The study was a first-in-human investigation of safety and efficacy of using insensitive CAR T cells in men is treatment-refractory mCRPC (NCT03089203) following a 3 + 3 design. Three dose cohorts were explored including cohort 1, which received a single dose of 1-3 x 107 /m2, cohort 2, which received a 1-3 x 108 /m2 CAR T cells, and cohort 3, which received 1-3 x 108 /m2 following LD chemotherapy. Notably, the study design allowed patients from cohort 3 to receive the cohort 1 dose level following dose-limiting toxicity.

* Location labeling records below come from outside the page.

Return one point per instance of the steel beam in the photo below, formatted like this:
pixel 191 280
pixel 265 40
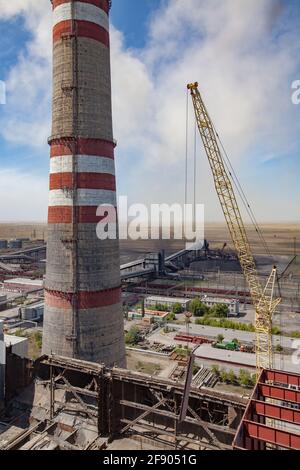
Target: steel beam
pixel 273 436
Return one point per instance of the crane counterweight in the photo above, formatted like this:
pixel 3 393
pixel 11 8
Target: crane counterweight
pixel 262 298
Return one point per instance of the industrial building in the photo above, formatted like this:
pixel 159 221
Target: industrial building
pixel 2 366
pixel 3 244
pixel 33 311
pixel 232 304
pixel 17 345
pixel 83 309
pixel 272 417
pixel 169 302
pixel 155 316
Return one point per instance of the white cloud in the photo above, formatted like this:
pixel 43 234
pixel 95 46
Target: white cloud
pixel 230 46
pixel 24 196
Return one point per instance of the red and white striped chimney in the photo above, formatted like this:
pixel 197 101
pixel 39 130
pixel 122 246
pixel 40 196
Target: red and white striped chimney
pixel 83 312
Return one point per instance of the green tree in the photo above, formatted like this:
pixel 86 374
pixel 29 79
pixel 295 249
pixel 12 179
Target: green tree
pixel 133 336
pixel 197 308
pixel 276 331
pixel 215 370
pixel 143 307
pixel 245 379
pixel 177 308
pixel 171 317
pixel 219 311
pixel 161 308
pixel 220 338
pixel 231 377
pixel 224 376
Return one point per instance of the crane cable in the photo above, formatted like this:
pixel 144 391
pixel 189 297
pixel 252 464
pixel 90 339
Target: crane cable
pixel 242 195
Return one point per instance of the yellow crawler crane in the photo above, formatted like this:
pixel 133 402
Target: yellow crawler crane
pixel 262 298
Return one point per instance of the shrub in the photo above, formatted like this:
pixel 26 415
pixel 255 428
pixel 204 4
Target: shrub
pixel 133 336
pixel 177 308
pixel 171 317
pixel 198 309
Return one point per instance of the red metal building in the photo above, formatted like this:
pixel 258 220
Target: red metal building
pixel 272 417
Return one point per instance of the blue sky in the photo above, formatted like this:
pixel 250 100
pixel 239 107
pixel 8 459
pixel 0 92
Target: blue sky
pixel 245 73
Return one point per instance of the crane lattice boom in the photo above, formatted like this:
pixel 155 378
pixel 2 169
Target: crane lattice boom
pixel 262 298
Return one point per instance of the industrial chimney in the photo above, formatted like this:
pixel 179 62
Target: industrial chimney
pixel 83 311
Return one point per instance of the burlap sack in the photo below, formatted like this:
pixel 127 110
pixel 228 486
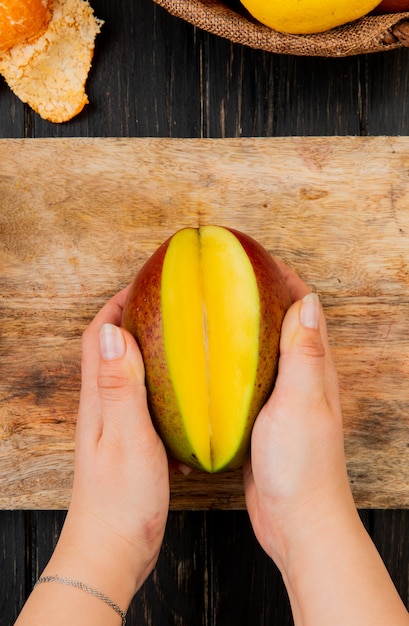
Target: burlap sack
pixel 373 33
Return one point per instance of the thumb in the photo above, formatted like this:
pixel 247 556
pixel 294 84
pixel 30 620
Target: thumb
pixel 301 370
pixel 121 379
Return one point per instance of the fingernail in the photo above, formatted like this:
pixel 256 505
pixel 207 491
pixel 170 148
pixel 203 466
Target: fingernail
pixel 184 469
pixel 111 342
pixel 310 311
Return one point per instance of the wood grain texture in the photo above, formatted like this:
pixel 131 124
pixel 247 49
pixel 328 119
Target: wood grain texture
pixel 79 216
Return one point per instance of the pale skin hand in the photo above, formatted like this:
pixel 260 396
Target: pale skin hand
pixel 297 491
pixel 116 520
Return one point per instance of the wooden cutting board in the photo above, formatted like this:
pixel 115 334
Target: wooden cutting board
pixel 78 217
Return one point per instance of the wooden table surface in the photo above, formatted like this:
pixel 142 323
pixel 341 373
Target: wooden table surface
pixel 156 76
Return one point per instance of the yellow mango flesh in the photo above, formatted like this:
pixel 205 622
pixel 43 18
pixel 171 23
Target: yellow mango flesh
pixel 210 321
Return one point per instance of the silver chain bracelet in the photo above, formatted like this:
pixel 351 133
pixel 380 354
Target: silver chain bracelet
pixel 79 585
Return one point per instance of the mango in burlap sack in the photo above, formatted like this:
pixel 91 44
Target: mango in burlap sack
pixel 372 33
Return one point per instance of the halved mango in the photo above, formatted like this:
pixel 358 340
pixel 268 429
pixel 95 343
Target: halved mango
pixel 206 311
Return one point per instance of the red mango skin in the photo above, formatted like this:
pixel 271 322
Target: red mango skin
pixel 143 319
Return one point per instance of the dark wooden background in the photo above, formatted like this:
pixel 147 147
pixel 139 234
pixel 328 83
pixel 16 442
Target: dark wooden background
pixel 156 76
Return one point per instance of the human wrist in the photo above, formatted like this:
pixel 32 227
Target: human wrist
pixel 311 524
pixel 97 556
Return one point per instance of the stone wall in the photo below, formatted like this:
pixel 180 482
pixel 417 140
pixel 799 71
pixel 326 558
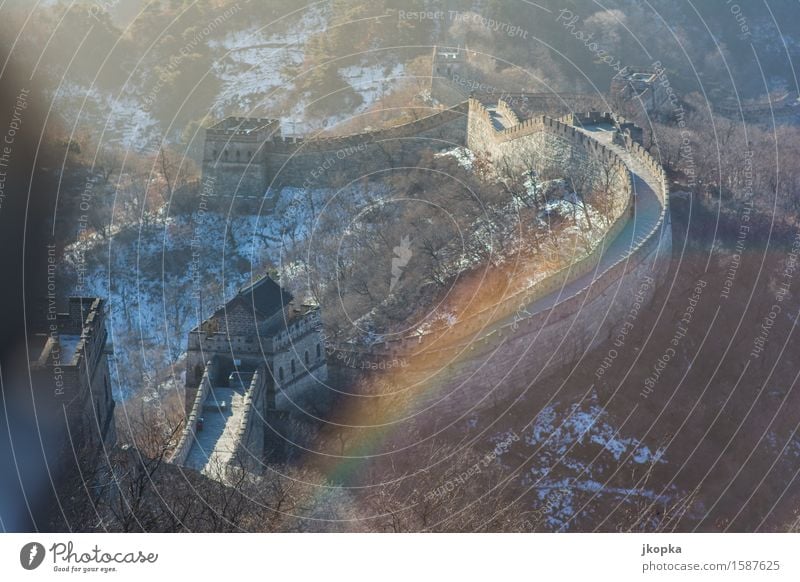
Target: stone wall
pixel 188 435
pixel 287 161
pixel 532 346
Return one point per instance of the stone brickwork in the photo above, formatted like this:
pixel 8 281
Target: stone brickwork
pixel 73 365
pixel 532 345
pixel 263 159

A total of 10 patients were infused with the CAR T-cell product. The median age of patients enrolled in the study was 70.5 years (range, 50-77). The median serum prostate specific antigen in for patients in the study was 26.0 ng/mL (interquartile range, 13.4-132.3). The most common metastatic site was the lymphoma node, which was seen in 60% of patients, followed by bone in 50%, and bladder in 20%.
Of the patients enrolled, 60% of whom had prior proctectomy, 80% had prior pelvic radiotherapy, 100% had prior treatment with an androgen receptor signaling inhibitor, and 40% received prior docetaxel.
The primary end point was the adverse events (AEs) experienced by infused patients. The results showed 4 of the patients had grade 3 or higher cytokine release syndrome (CRS). Most of the grade 3-5 AEs were observed in cohort 3, which included anemia, disseminated intravascular coagulation, acute kidney injury, sepsis, and CRS. Grade 3 encephalopathy and CRS were observed in cohort 2 and no key AEs were observed in cohort 1. One of the patients who had grade 5 sepsis in cohort 3 required a dose reduction.
Investigators, led by Vivek Narayan, MD, MSCE, assistant professor of Medicine at the Hospital of the University of Pennsylvania, analyzed peripheral blood to determine tumor responses to the CAR T-cell agent.
“There appeared to by a lymphodepleting chemotherapy enhancement in peripheral blood CAR T-cell expansion. Similarly, in the peripheral blood expression of inflammatory cytokines was enhanced in higher dose-level cohorts with lymphodepletion,” Narayan stated.
Preliminary anti-tumor responses were measured by PSA. A median PSA decline of 33.2% (range, 11.6%-98.3%) was observed with CAR T-cell treatment. Notably, there was 1 patient who achieved a PSA of < 0.1 ng/mL.
Utilization of adoptive CAR T cells is still a novel strategy in the prostate cancer field, but it was hypothesized that based on immunosuppressive microenvironment of prostate tumor, these patients could derive benefit from CAR T cells that TGFβRdnm which enhances antitumor immunity. The hypothesis was first tested in in vivo models. These phase 1 findings are the beginning of the growing research around this strategy. Naraya et al are now conducting correlative analyses of the tumor microenvironment from paired biopsies.
Narayan V, Barber-Rotenberg J, Fraietta J, et al. a phase 1 clinical trial of PSMA-directed/TGFβ-insensitive CAR-T cells in metastatic castration-resistant prostate cancer. Presented at 27th Annual PCF Scientific Retreat Virtual Poster Session; Oct 20-23, 2020.